Hardware acceleration for conservative parallel discrete event simulation on multi-core systems
Lynch, Elizabeth Whitaker
MetadataShow full item record
Multi-core architectures are becoming more common and core counts continue to increase. There are six- and eight-core chips currently in production, such as Intel Gulftown, and many-core chips with dozens of cores, such as the Intel Teraflops 80-core chip, are projected in the next five years. However, adding more cores often does not improve the performance of applications. It would be desirable to take advantage of the multi-core environment to speed up parallel discrete event simulation. The current bottleneck for many parallel simulations is time synchronization. This is especially true for simulations of wireless networks and on-chip networks, which have low lookahead. Message passing is also a common simulation bottleneck. In order to address the issue of time synchronization, we have designed hardware at a functional level that performs the time synchronization for parallel discrete event simulation asynchronously and in just a few clock cycles, eliminating the need for global communication with message passing or lock contention for shared memory.
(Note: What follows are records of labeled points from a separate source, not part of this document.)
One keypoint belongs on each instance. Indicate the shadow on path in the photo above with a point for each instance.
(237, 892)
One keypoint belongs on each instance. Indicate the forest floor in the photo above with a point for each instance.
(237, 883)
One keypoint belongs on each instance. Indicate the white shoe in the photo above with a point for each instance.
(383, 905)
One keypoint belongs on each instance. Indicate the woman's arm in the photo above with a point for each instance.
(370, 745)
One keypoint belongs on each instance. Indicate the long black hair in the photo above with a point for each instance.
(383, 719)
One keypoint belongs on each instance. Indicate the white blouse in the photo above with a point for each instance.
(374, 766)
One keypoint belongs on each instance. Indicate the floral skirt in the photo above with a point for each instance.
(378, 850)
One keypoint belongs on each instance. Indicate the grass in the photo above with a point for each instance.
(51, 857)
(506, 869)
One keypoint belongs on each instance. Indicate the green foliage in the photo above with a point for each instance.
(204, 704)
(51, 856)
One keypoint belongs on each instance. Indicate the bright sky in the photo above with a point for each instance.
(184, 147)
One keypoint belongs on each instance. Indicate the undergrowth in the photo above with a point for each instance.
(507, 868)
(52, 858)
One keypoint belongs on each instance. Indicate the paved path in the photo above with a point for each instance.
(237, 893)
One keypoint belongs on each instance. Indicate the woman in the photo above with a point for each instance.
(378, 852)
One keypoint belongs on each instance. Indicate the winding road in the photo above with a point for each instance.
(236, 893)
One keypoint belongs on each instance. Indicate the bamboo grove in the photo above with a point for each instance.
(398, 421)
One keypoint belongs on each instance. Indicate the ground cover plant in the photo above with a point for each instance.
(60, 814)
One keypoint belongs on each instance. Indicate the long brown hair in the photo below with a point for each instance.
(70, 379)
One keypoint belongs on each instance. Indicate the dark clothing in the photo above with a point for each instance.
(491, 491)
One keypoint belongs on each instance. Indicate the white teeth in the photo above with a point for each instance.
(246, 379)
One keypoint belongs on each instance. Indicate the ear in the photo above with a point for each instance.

This hardware, the Global Synchronization Unit, consists of 3 register files, each the size of the number of cores, and is accessed using 5 new atomic instructions. In order to reduce the simulation overhead from message passing, we have also designed two independent pieces of hardware at a functional level, the Atomic Shared Heap and Atomic Message Passing, which can be used to perform lock-free, zero-copy message passing on a multi-core system. The impact of these specialized hardware units on the performance of parallel discrete event simulation is assessed and compared to traditional shared-memory techniques.